Alan Levine of Maricopa and cogdogblog posts (as he has before) about the general woorthlessness of the big edu-cons, just right at the moment when I happen to be at one of them.

He has some valid points about visiting the exhibit hall just to grab the schwag (OK, I’m guilty of that, sometimes, I admit it), and sitting in the keynote and checking email or blogging (I’m guilty of that right now, although if the damn wifi in this conference center were working, I wouldn’t have to be writing this on the Treo with Vagablog!).

But I think he’s a little over-jaded (no pun on his url) and over-curmudgeonly…probably as a result of over-exposure. He’s a lot more of a longer-established and more experienced edtech hotshot than I am, and I think there’s a whole big world of faculty/admins/ID folks who are even less-experienced with even more to learn than me.

There’s a danger, when you spend a lot of time in the circle where innovation happens, of forgetting just how much of what is already old hat to people like Alan (and, increasingly, me) is still decidedly new hat to huge numbers of people who really do learn new things from these conferences.

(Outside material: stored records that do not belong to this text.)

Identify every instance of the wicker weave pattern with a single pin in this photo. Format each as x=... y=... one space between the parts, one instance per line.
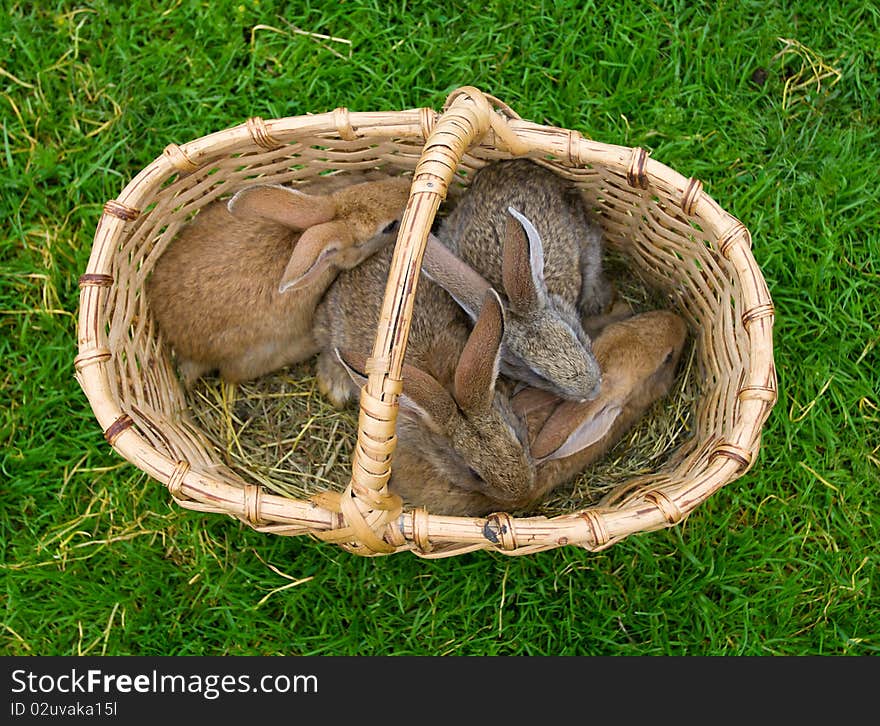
x=672 y=231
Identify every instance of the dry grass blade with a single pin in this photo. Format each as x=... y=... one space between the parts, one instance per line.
x=279 y=432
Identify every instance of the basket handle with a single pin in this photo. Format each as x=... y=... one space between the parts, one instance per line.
x=367 y=505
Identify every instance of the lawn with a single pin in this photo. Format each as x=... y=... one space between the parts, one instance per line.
x=774 y=106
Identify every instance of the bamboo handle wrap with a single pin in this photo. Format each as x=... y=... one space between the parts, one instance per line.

And beyond that, even for hotshots and moderately warm shots like me, there are still opportunities to glean some little gems even from generally commonplace blahblah keynotes. For example, Tracy Futhey’s keynote about “Technology Initiatives to Move the Campus Forward” at Duke and Carnegie Mellon this morning, in addition to some general principles about risks, benefits, and challenges of tech innovation with which I’m very familiar (and others probably are, too), made a very intriguing side point. In talking about Duke’s famous (or infamous) Ipod project, she mentioned the later, almost incidental, addition of voice recorders to the Ipods.

This goes to a much larger and more important point about technology helping students to create and publish content, instead of (as is too often the case) merely passively consuming it. That’s not a point I really needed reminding of, but it is a point that is good (and provocative) to see new examples of. A conference like this can sometimes plant these little seeds which get mulled about, discussed over lunch or on the bus to UCLA, and then brought back home for more thought, new ideas, and to be used as handy pullquotes and name-dropping when talking to senior administrators (“at Duke they’re doing such and such”).

There’s also (as Alan acknowledges) the benefit of meeting and talking to people. This morning (and it’s not yet 11 AM) I’ve already had some good conversation with colleagues from Virginia Beach, Pomona, Newark, and Egypt.

But none of this really negates what I see as Alan’s major criticism (and I heard the same criticism from a guest-wish I remembered her name-on Chris Pirillo’s podcast). At all these conferences, no matter how we talk about educational innovations (especially enabled by technology), we really only hear about those innovations. At the conference itself, we don’t really do anything except sit and listen to a 50-minute-with-a-powerpoint, with maybe (at most) a few minutes for questions. Nothing active, nothing participatory, nothing innovative. We sit in air-conditioned rooms and hear about tools and techniques which are exactly the opposite of what we’re experiencing at the conference.

That’s an excellent point, and I would love to see a conference which does things differently.